- Born: April 28, 1976 (age 49)
- Occupations: Professional Wakeboarder, Nautique Spokesperson
- Years active: 1995-Present
- Known for: Professional Wakeboarder
- Spouse: Kerri
- Children: 3

= Shaun Murray =

American wakeboarder (born 1976)

Shaun Murray is an American four-time World champion wakeboarder, and the main character featured in Activision O2's video game Wakeboarding Unleashed Featuring Shaun Murray (originally under the working title Shaun Murray's Pro Wakeboarder) developed by Shaba Games and released on June 3, 2003 for PlayStation 2, Xbox and Game Boy Advance.
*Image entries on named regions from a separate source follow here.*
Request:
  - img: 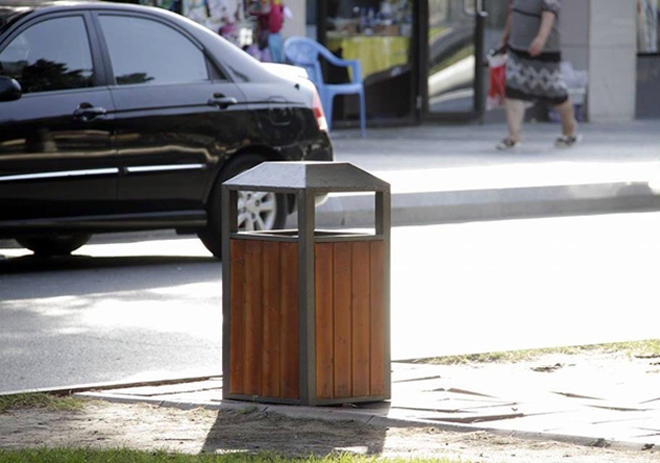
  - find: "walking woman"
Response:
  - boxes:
[496,0,579,150]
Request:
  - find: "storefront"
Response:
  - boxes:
[140,0,660,126]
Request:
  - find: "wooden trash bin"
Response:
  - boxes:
[222,162,391,405]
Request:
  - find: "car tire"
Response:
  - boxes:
[16,233,92,257]
[198,154,287,258]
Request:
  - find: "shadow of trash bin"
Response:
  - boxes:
[222,162,391,405]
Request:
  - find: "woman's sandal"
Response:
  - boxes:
[495,137,520,151]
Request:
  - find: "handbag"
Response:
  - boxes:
[486,49,506,109]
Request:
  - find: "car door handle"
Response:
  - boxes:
[207,93,238,109]
[73,103,107,122]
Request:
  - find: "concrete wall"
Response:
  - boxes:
[282,0,305,39]
[588,0,637,122]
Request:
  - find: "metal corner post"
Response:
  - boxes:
[297,190,317,405]
[220,186,238,391]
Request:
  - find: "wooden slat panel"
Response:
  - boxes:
[333,242,352,398]
[243,240,263,395]
[351,241,371,397]
[370,241,389,396]
[260,241,282,397]
[314,243,334,399]
[280,243,300,399]
[228,240,245,394]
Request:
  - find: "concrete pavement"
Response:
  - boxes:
[81,121,660,461]
[317,120,660,227]
[5,121,660,461]
[77,355,660,454]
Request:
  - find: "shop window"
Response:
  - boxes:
[637,0,660,53]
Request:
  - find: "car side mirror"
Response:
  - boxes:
[0,76,23,101]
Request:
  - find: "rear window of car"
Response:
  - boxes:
[99,14,209,85]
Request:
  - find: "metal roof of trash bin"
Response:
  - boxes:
[223,161,390,192]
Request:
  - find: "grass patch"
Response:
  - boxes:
[417,339,660,365]
[0,448,467,463]
[0,392,83,416]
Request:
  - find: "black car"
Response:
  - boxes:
[0,0,333,256]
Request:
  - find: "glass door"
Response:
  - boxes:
[420,0,487,119]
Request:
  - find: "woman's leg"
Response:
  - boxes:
[555,98,577,137]
[504,98,525,143]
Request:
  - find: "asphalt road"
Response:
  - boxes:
[0,213,660,392]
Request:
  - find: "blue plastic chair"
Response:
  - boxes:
[284,37,367,137]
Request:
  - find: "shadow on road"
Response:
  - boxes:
[0,255,220,274]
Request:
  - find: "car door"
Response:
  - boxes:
[0,12,118,224]
[98,13,253,214]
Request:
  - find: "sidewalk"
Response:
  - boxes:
[78,355,660,452]
[318,120,660,227]
[80,121,660,459]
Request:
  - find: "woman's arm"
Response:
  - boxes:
[528,11,555,56]
[499,0,513,49]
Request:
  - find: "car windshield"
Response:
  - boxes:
[0,6,32,33]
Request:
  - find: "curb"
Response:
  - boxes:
[317,181,660,227]
[74,392,644,450]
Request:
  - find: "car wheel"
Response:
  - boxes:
[199,154,287,258]
[16,233,92,257]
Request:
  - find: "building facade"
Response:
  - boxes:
[168,0,660,126]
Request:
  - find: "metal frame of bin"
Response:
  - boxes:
[221,161,391,405]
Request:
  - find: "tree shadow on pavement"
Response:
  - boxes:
[202,405,387,458]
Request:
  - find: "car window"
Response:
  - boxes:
[0,16,94,93]
[100,15,208,85]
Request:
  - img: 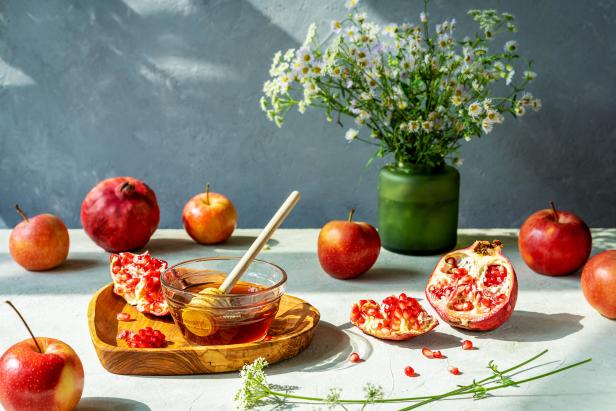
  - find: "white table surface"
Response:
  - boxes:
[0,229,616,411]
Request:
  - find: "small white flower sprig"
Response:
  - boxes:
[234,350,592,411]
[261,0,541,168]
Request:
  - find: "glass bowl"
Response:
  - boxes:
[161,257,287,345]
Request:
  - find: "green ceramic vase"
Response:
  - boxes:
[379,164,460,255]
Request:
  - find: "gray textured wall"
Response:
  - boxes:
[0,0,616,227]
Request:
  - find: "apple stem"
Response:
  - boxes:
[120,181,135,194]
[15,204,30,223]
[550,201,558,222]
[5,300,43,354]
[349,208,355,223]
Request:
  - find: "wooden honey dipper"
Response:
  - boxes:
[182,191,300,337]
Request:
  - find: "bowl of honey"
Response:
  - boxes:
[161,257,287,345]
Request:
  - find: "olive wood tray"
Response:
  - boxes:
[88,284,320,375]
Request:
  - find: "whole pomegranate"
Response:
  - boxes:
[81,177,160,253]
[426,240,518,331]
[582,250,616,320]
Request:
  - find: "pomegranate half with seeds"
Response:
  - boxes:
[109,251,169,316]
[351,293,438,340]
[426,240,518,331]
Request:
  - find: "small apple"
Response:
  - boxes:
[518,202,592,275]
[0,301,84,411]
[582,250,616,320]
[182,184,237,244]
[9,205,70,271]
[317,209,381,280]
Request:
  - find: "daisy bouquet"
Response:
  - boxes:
[261,0,541,169]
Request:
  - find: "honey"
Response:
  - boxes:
[171,281,280,345]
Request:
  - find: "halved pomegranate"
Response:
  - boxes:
[351,293,438,340]
[426,240,518,331]
[110,251,169,316]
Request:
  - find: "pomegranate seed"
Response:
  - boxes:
[116,313,130,321]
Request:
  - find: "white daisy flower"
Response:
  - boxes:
[344,128,359,141]
[383,23,398,38]
[481,119,494,134]
[329,20,342,34]
[505,70,515,85]
[468,101,483,118]
[503,40,518,53]
[344,27,358,41]
[485,110,504,124]
[344,0,359,10]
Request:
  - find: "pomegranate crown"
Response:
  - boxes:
[473,240,503,255]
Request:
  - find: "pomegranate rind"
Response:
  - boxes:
[350,294,438,341]
[425,241,518,331]
[109,251,169,317]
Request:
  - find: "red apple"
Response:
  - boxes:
[518,203,592,275]
[582,250,616,320]
[318,209,381,280]
[0,302,84,411]
[182,184,237,244]
[9,205,70,271]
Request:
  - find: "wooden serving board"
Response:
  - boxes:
[88,284,320,375]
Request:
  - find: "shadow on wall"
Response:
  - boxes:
[0,0,297,226]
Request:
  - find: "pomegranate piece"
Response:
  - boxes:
[425,240,518,332]
[349,352,361,362]
[351,293,438,340]
[421,347,434,358]
[117,327,167,348]
[116,313,130,321]
[110,251,169,316]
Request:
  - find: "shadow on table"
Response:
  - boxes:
[353,267,429,285]
[140,238,199,257]
[75,397,151,411]
[214,235,280,253]
[460,310,584,342]
[59,258,102,274]
[455,230,518,250]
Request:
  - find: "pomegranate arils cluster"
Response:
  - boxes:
[351,293,438,340]
[426,240,518,330]
[118,327,167,348]
[110,251,169,316]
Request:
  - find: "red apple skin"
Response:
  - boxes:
[0,337,84,411]
[317,216,381,280]
[182,192,237,244]
[582,250,616,320]
[9,214,70,271]
[518,209,592,276]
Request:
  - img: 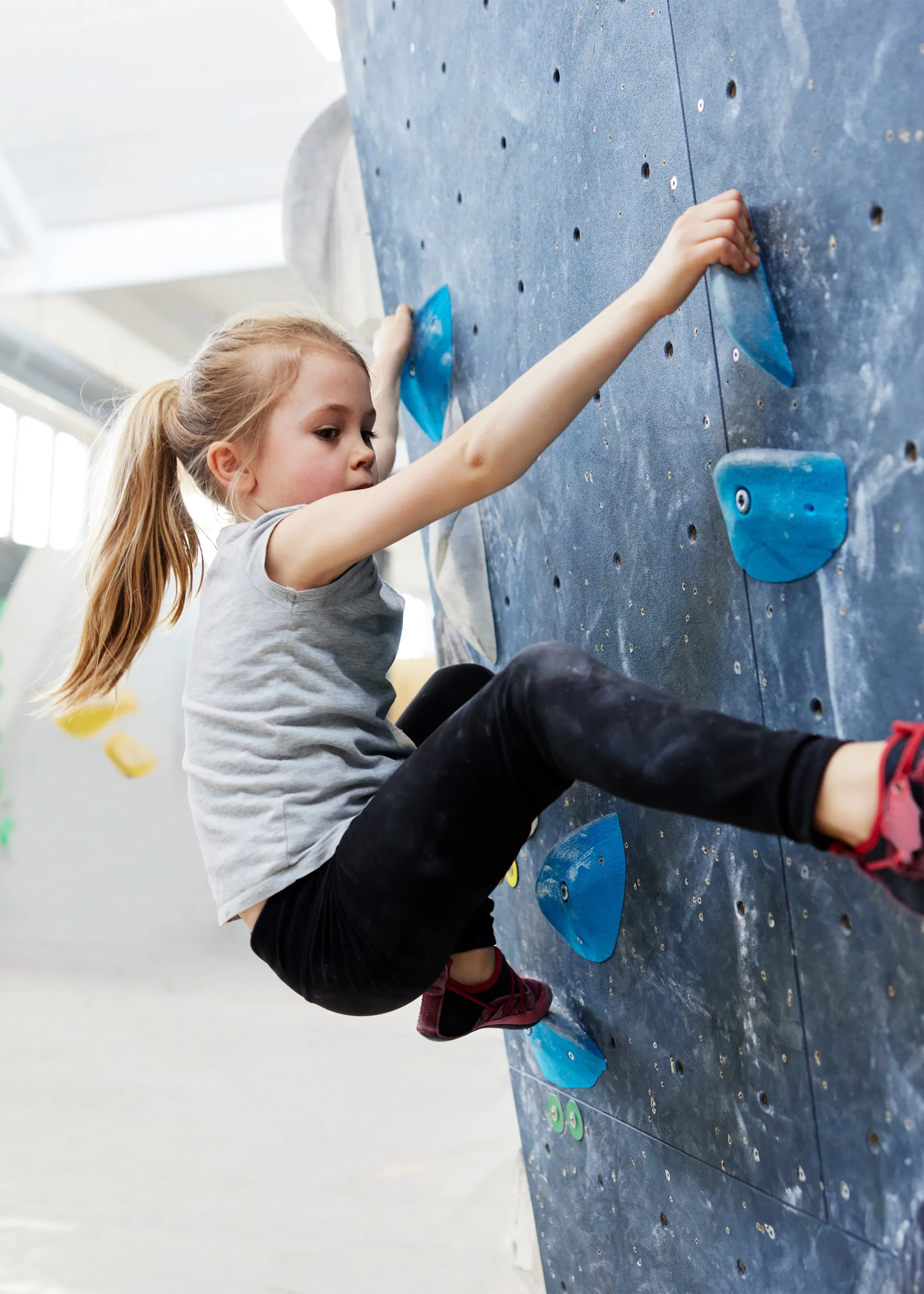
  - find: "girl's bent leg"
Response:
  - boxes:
[255,643,840,1014]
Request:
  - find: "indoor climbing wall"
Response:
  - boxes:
[339,0,924,1294]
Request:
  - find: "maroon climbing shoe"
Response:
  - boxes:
[417,948,552,1043]
[831,724,924,914]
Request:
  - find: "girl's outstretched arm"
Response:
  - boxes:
[270,189,759,589]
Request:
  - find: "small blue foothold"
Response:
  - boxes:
[526,1010,607,1088]
[536,813,625,961]
[709,261,796,387]
[713,449,847,583]
[401,284,453,440]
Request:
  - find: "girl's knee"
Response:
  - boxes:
[507,642,595,683]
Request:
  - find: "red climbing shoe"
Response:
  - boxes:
[831,724,924,912]
[417,948,552,1043]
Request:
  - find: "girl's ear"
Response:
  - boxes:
[207,440,256,494]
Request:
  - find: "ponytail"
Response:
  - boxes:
[53,379,202,711]
[54,312,369,711]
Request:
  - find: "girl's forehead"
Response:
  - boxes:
[293,348,369,399]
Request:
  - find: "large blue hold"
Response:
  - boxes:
[401,284,453,440]
[526,1010,607,1087]
[714,449,847,583]
[536,813,625,961]
[709,261,796,387]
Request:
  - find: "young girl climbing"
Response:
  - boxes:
[58,190,924,1039]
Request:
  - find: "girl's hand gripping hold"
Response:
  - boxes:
[372,305,411,481]
[639,189,761,318]
[264,189,759,589]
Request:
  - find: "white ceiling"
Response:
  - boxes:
[0,0,344,229]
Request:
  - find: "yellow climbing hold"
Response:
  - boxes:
[54,688,139,736]
[102,732,156,777]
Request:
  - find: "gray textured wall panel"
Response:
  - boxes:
[340,0,924,1290]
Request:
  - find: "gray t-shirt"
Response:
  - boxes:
[182,507,413,924]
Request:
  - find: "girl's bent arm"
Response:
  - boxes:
[268,190,759,589]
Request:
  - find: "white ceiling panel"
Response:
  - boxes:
[0,0,344,228]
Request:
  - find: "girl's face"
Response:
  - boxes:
[210,349,378,518]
A PC port was developed by Beenox and published by Aspyr, releasing on December 22, 2003. A playable demo version of the game was available in the Options menu for the PlayStation 2 version of Tony Hawk's Pro Skater 4.

==Early life==
Shaun Murray first learning to water ski on San Diego Bay at the age of 8. In 1988. When he was 11 years old, his family went on a trip to Lake Shasta where he took a slalom lesson. Afterwards, his family rented a Skurfer from the local marina to try it out for the first time, this was his start with wakeboarding. The following year he moved with his family to Lake St. Louis, Missouri, where he honed his skills as a member of the Lake St. Louis Water Ski Club. After graduating from high school, he moved to Florida to ride for the Florida Southern College ski team and teach skiing at the Benzel Ski School. Murray decided he would take one semester off of school to focus on wakeboarding. But as he got better, he gained scholarships and joined some of the biggest teams in the sport. His career took off and he still has not been back to school because of his success.

==Career and accomplishments==
Murray's wakeboarding career started in 1995 and has been full of innovation and accomplishment, including many Pro tour and World championship titles. He promoted his own "Backyard Tour" with pro-rider and friend Gerry Nunn, has been featured in many wakeboard movies, magazine and television pieces, created his own wakeboard instructional series entitled "Detention", and is the star of his own video game, Wakeboarding Unleashed. In the summer of 2004, Murray dislocated his knee while riding. He tore his ACL, PCL, and MCL. After reconstructive surgery he was told he might not ride again. But, just months later he was back riding. He has helped develop signature products that include boats, wakeboards, life jackets, wet suits, and clothing lines.

Murray ran wakeboard camps (The Boarding School) with friend Travis Moye from 2003 to 2013. The camp has continued with Moye at the Helm after 2013, but Murray had to leave that year after Nautique bought OWC cable park and asked him to spend more time there as a coach.

Murray has had dozens of wakeboard titles in his career which has spanned from 1998 to the present (2020). Murray was the first wakeboarder ever to land a 900 (regular hs). He is the only rider ever to hold World, Pro Tour and National champion titles at once, and was given a "Legend" award from Wakeboard magazine in 2005. He has also been in the final list of favorite male riders from Wakeboarding Mag's Reader's Poll at every single year since its inception. Murray's sponsors include Hyperlite, Fox, Nautiques, Reef, Jet Pilot, and Freestyle performance.

Murray was a contestant on the tv show American Ninja Warrior in 2014, 2015, 2016 and 2018. In 2015 he placed 25th in the qualifiers but was eliminated at obstacle #7 in the city finals.

==Personal life==
Murray is married to Kerri Murray. The couple have three daughters. Murray is a Christian.